Elasticsearch Deployment
|
Status: Production Ready The Elasticsearch storage backend is fully implemented and production ready. Use this mode for high-throughput deployments with full-text search capabilities. |
Overview
Elasticsearch mode (MODE 2) uses ES Transform-based normalization for continuous aggregation of workflow events. FluentBit captures events from container logs and writes to Elasticsearch raw indices, then ES Transforms aggregate them into normalized indices for GraphQL queries.
Architecture:
Quarkus Flow Apps → Container Logs → FluentBit DaemonSet
↓
Elasticsearch (raw indices)
↓ (ES Transform ~1s)
Elasticsearch (normalized indices)
↓
Data Index GraphQL API
Characteristics:
-
Latency: ~1s normalization, sub-second query performance
-
Throughput: 100K+ workflows/day
-
Search: Full-text search, complex aggregations, analytics
-
Scaling: Horizontal (add Elasticsearch nodes)
-
Lifecycle: Automatic ILM policies for raw event retention
When to use:
-
Need full-text search capabilities
-
High event volume (> 50K workflows/day)
-
Complex aggregations or analytics required
-
Existing Elasticsearch infrastructure
-
Multi-tenancy requirements
See Elasticsearch Mode Architecture for detailed design information.
Prerequisites
Before deploying Elasticsearch mode, ensure you have:
-
Kubernetes cluster (1.21+)
-
kubectl configured and connected
-
Sufficient resources (3+ nodes recommended)
-
-
Elasticsearch cluster (8.11+)
-
Running and accessible from Kubernetes
-
HTTP API enabled (port 9200)
-
Optional: TLS/authentication configured
-
-
Container images built
-
Data Index service:
kubesmarts/data-index-service-elasticsearch:999-SNAPSHOT -
FluentBit:
fluent/fluent-bit:latest
-
-
FluentBit RBAC permissions
-
Service account with pod metadata read access
-
ClusterRole for Kubernetes API access
-
Local Development
Quick Start with Dev Services
Quarkus Dev Services automatically starts Elasticsearch 8.11.1 in Docker for local development:
# Navigate to the Elasticsearch service module
cd data-index/data-index-service/data-index-service-elasticsearch
# Start in development mode (Dev Services auto-starts Elasticsearch)
mvn quarkus:dev
# What happens automatically:
# 1. Elasticsearch 8.11.1 container starts
# 2. Schema initializer creates ILM policies, index templates, transforms
# 3. GraphQL API available at http://localhost:8080/graphql
# 4. GraphQL UI available at http://localhost:8080/q/graphql-ui
Dev Services features:
-
Auto-starts
docker.elastic.co/elasticsearch/elasticsearch:8.11.1 -
Exposes Elasticsearch on random port (check logs for URL)
-
Schema initialization runs automatically
-
Live coding enabled (code changes trigger reload)
-
Container stops when dev mode exits
Configuration Files
Application properties (dev mode):
data-index-service-elasticsearch/src/main/resources/application.properties
# Elasticsearch Dev Services (enabled in dev mode)

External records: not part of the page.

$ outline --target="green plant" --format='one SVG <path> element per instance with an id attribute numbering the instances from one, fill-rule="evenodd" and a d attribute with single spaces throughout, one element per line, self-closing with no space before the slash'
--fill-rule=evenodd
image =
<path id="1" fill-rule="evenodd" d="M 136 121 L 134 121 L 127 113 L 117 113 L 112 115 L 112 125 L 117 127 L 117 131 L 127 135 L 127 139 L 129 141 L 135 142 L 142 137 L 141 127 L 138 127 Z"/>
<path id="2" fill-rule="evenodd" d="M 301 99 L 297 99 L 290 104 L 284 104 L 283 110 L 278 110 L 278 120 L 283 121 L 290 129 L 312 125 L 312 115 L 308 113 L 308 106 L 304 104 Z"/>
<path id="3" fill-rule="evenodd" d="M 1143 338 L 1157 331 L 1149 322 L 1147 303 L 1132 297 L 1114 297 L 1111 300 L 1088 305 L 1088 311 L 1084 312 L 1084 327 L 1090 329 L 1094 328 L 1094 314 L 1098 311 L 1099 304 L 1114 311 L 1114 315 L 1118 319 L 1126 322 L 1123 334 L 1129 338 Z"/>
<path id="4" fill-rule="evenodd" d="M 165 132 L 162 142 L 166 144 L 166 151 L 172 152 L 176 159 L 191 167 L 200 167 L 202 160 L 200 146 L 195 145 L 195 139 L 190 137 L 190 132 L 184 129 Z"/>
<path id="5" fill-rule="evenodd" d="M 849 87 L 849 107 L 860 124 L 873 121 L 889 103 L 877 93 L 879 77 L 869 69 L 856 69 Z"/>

%dev.quarkus.elasticsearch.devservices.enabled=true
%dev.quarkus.elasticsearch.devservices.image-name=docker.elastic.co/elasticsearch/elasticsearch:8.11.1
%dev.quarkus.elasticsearch.devservices.port=9200
# Schema initialization (enabled in dev, disabled in production)
%dev.data-index.storage.skip-init-schema=false
%dev.data-index.elasticsearch.schema.init.enabled=true
%prod.data-index.storage.skip-init-schema=true
# Logging
quarkus.log.category."org.kubesmarts.logic.dataindex".level=INFO
%dev.quarkus.log.category."org.kubesmarts.logic.dataindex.storage.elasticsearch".level=DEBUG
Verify Schema Initialization
When the service starts, you should see log messages like:
INFO [org.kub...ElasticsearchSchemaInitializer] Initializing Elasticsearch schema...
INFO [org.kub...ElasticsearchSchemaInitializer] Applying ILM policy 'data-index-events-retention'...
INFO [org.kub...ElasticsearchSchemaInitializer] ILM policy 'data-index-events-retention' applied successfully
INFO [org.kub...ElasticsearchSchemaInitializer] Applying index template 'workflow-events'...
INFO [org.kub...ElasticsearchSchemaInitializer] Index template 'workflow-events' applied successfully
INFO [org.kub...ElasticsearchSchemaInitializer] Applying transform 'workflow-instances-transform'...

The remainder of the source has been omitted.